With few exceptions, the hippest and sharpest of art students no longer desire to be artists, they want to be sociologists, they want to be civic planners, they want to be theorists, they want to be politicians- but for some odd reason, they want to do all these things from the confines of the art world, those curious confines where there are no rules, no standards, no measures, and most importantly, no repercussions. They want to be everything but artists in the traditional, some would say romantic sense, but they forget that the exact purpose and importance of these artists were that they were NOT sociologists or scientists or writers or activists, that what is of importance to society is PRECISELY THAT ARTISTS ARE NOT THESE THINGS, but something radically different.
One moment of the speech that I really loved is when Bishop mentioned in passing Adorno’s wish that the artistic be separated from the pedagogic and how there is importance to this.
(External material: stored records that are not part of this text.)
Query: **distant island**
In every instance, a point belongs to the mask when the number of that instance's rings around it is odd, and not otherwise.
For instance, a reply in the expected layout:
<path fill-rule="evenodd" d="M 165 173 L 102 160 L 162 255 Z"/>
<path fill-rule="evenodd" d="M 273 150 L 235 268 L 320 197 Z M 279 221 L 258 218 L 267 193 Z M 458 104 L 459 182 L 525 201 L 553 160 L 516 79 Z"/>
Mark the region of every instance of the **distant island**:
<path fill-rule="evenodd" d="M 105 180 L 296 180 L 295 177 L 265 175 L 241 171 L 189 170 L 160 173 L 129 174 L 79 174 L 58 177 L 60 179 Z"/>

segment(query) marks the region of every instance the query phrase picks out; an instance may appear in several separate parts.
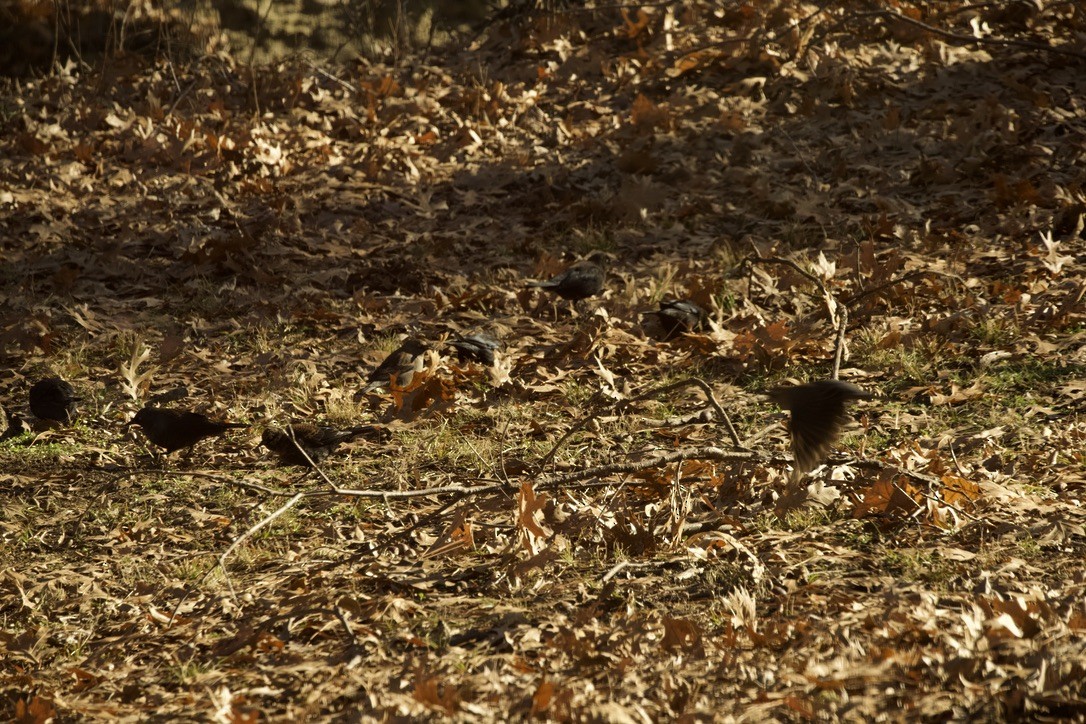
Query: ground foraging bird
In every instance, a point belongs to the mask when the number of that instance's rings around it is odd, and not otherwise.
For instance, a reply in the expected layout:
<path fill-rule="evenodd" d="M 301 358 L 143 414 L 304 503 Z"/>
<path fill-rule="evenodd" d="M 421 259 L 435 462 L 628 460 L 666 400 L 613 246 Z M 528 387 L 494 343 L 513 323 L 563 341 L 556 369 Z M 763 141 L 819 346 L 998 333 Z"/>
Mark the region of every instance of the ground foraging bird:
<path fill-rule="evenodd" d="M 796 476 L 818 467 L 825 459 L 841 434 L 841 426 L 848 420 L 845 413 L 848 404 L 873 396 L 856 385 L 839 380 L 777 387 L 766 394 L 791 412 Z"/>
<path fill-rule="evenodd" d="M 494 364 L 494 353 L 501 349 L 501 342 L 482 332 L 455 337 L 448 345 L 456 350 L 456 358 L 461 362 L 473 360 L 487 367 Z"/>
<path fill-rule="evenodd" d="M 387 387 L 389 380 L 396 379 L 400 387 L 411 384 L 416 372 L 421 372 L 426 364 L 426 352 L 429 347 L 415 337 L 408 337 L 392 353 L 385 357 L 377 369 L 370 372 L 366 381 L 369 383 L 362 392 L 373 392 L 382 387 Z"/>
<path fill-rule="evenodd" d="M 294 433 L 293 439 L 291 438 L 291 432 Z M 276 427 L 267 428 L 260 437 L 260 444 L 275 453 L 279 458 L 279 462 L 283 465 L 309 467 L 310 460 L 319 463 L 335 452 L 340 443 L 364 435 L 380 433 L 381 428 L 373 425 L 356 427 L 351 430 L 337 430 L 333 427 L 299 422 L 293 423 L 287 429 L 282 430 Z M 298 449 L 299 447 L 305 450 L 309 460 Z"/>
<path fill-rule="evenodd" d="M 561 274 L 541 282 L 528 282 L 526 286 L 554 292 L 562 299 L 579 302 L 603 291 L 606 272 L 599 262 L 601 254 L 593 254 L 588 261 L 577 262 Z"/>
<path fill-rule="evenodd" d="M 659 309 L 642 312 L 642 314 L 656 317 L 660 329 L 664 332 L 665 340 L 677 334 L 697 331 L 705 324 L 709 316 L 704 309 L 688 299 L 663 301 L 660 302 Z"/>
<path fill-rule="evenodd" d="M 144 407 L 125 427 L 139 425 L 143 434 L 155 445 L 170 454 L 181 448 L 191 447 L 205 437 L 222 435 L 227 430 L 248 427 L 237 422 L 217 422 L 199 412 L 172 410 L 161 407 Z"/>
<path fill-rule="evenodd" d="M 81 399 L 64 380 L 47 377 L 30 388 L 30 411 L 42 420 L 70 422 Z"/>

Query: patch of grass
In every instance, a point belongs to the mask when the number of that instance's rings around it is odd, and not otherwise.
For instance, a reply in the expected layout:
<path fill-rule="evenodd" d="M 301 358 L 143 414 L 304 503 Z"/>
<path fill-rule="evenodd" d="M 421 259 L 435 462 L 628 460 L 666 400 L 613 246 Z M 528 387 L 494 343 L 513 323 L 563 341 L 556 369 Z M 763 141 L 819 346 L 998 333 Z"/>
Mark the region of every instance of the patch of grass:
<path fill-rule="evenodd" d="M 834 528 L 834 533 L 843 545 L 858 551 L 869 551 L 879 541 L 876 529 L 864 520 L 842 520 Z"/>
<path fill-rule="evenodd" d="M 1068 365 L 1053 359 L 1028 358 L 993 365 L 986 370 L 985 384 L 993 392 L 1047 388 L 1053 383 L 1086 374 L 1084 365 Z"/>
<path fill-rule="evenodd" d="M 565 403 L 575 409 L 583 409 L 585 403 L 591 400 L 596 395 L 596 388 L 585 382 L 579 380 L 567 380 L 562 386 L 562 394 L 565 396 Z"/>
<path fill-rule="evenodd" d="M 83 448 L 72 442 L 46 442 L 36 445 L 26 445 L 26 441 L 32 440 L 34 433 L 24 433 L 19 437 L 5 441 L 0 445 L 0 462 L 11 463 L 13 466 L 40 465 L 46 462 L 56 462 L 64 458 L 71 458 Z"/>
<path fill-rule="evenodd" d="M 828 525 L 834 520 L 835 517 L 828 508 L 812 505 L 790 510 L 783 518 L 773 511 L 765 511 L 754 519 L 753 525 L 756 530 L 765 533 L 781 530 L 796 533 Z"/>
<path fill-rule="evenodd" d="M 953 561 L 948 561 L 933 551 L 902 549 L 886 551 L 883 565 L 898 578 L 924 583 L 934 590 L 946 590 L 947 584 L 957 575 Z"/>
<path fill-rule="evenodd" d="M 1023 537 L 1018 540 L 1018 555 L 1027 561 L 1037 560 L 1044 556 L 1044 549 L 1041 544 L 1037 542 L 1032 536 Z"/>
<path fill-rule="evenodd" d="M 859 367 L 890 371 L 890 391 L 930 382 L 936 370 L 950 366 L 943 354 L 943 343 L 932 337 L 918 339 L 912 346 L 888 348 L 874 347 L 870 342 L 868 335 L 858 336 L 853 347 L 854 362 Z"/>
<path fill-rule="evenodd" d="M 1018 323 L 1006 317 L 988 317 L 979 320 L 969 330 L 969 336 L 981 345 L 1006 347 L 1014 344 L 1022 336 Z"/>
<path fill-rule="evenodd" d="M 215 671 L 215 667 L 211 663 L 189 659 L 188 661 L 176 661 L 167 668 L 166 674 L 178 685 L 191 686 L 213 671 Z"/>
<path fill-rule="evenodd" d="M 720 311 L 727 315 L 738 308 L 739 297 L 733 290 L 724 286 L 719 292 L 713 295 L 713 302 L 716 303 L 716 306 Z"/>

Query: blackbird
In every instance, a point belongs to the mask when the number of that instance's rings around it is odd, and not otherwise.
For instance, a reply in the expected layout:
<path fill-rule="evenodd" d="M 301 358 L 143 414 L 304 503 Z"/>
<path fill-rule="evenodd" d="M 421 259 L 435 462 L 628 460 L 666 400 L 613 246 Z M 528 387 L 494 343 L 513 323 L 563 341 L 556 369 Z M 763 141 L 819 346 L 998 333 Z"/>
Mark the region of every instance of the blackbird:
<path fill-rule="evenodd" d="M 705 324 L 708 315 L 705 310 L 688 299 L 673 299 L 660 302 L 660 308 L 651 312 L 642 312 L 646 316 L 655 316 L 668 340 L 677 334 L 694 332 Z"/>
<path fill-rule="evenodd" d="M 237 422 L 216 422 L 199 412 L 170 410 L 160 407 L 144 407 L 136 413 L 125 427 L 139 425 L 147 439 L 166 449 L 166 454 L 174 450 L 191 447 L 205 437 L 222 435 L 227 430 L 248 427 Z"/>
<path fill-rule="evenodd" d="M 260 444 L 275 453 L 279 457 L 279 462 L 283 465 L 302 465 L 305 467 L 309 467 L 309 460 L 306 460 L 305 455 L 302 455 L 295 446 L 295 441 L 308 453 L 313 462 L 319 463 L 335 452 L 340 443 L 363 435 L 380 433 L 380 428 L 373 425 L 356 427 L 351 430 L 336 430 L 323 425 L 299 422 L 292 424 L 290 428 L 294 431 L 294 440 L 290 439 L 289 430 L 269 427 L 260 436 Z"/>
<path fill-rule="evenodd" d="M 76 403 L 81 399 L 64 380 L 47 377 L 30 388 L 30 411 L 42 420 L 69 422 L 75 416 Z"/>
<path fill-rule="evenodd" d="M 562 299 L 568 299 L 571 302 L 594 297 L 603 291 L 606 272 L 597 263 L 602 259 L 600 255 L 593 255 L 591 259 L 591 261 L 578 262 L 546 281 L 528 282 L 527 286 L 552 291 Z"/>
<path fill-rule="evenodd" d="M 848 420 L 845 414 L 848 404 L 873 396 L 856 385 L 838 380 L 778 387 L 766 394 L 792 413 L 790 431 L 796 475 L 817 467 L 829 453 L 841 426 Z"/>
<path fill-rule="evenodd" d="M 501 342 L 480 332 L 450 339 L 449 346 L 456 350 L 456 358 L 461 362 L 474 360 L 489 367 L 494 364 L 494 353 L 501 348 Z"/>
<path fill-rule="evenodd" d="M 422 371 L 426 364 L 426 351 L 429 347 L 415 337 L 408 337 L 392 353 L 385 357 L 377 369 L 370 372 L 366 381 L 369 383 L 362 392 L 373 392 L 382 387 L 387 387 L 389 379 L 396 378 L 396 384 L 407 387 L 416 372 Z"/>
<path fill-rule="evenodd" d="M 30 425 L 19 415 L 0 407 L 0 442 L 30 432 Z"/>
She thought the work of Paul Chan, especially the “classes” he did alongside, but seperately from his rendition of “Waiting for Godot” in New Orleans, (a piece I liked) was an especially good offering that exemplified the importance of both flexible mediums and of critical dialogue without trying to hybridize the two.
This motion of Adorno’s, to separate the pedagogical and the instrumentalized from the aesthetic, is one I really appreciate, and I think it needs a better look.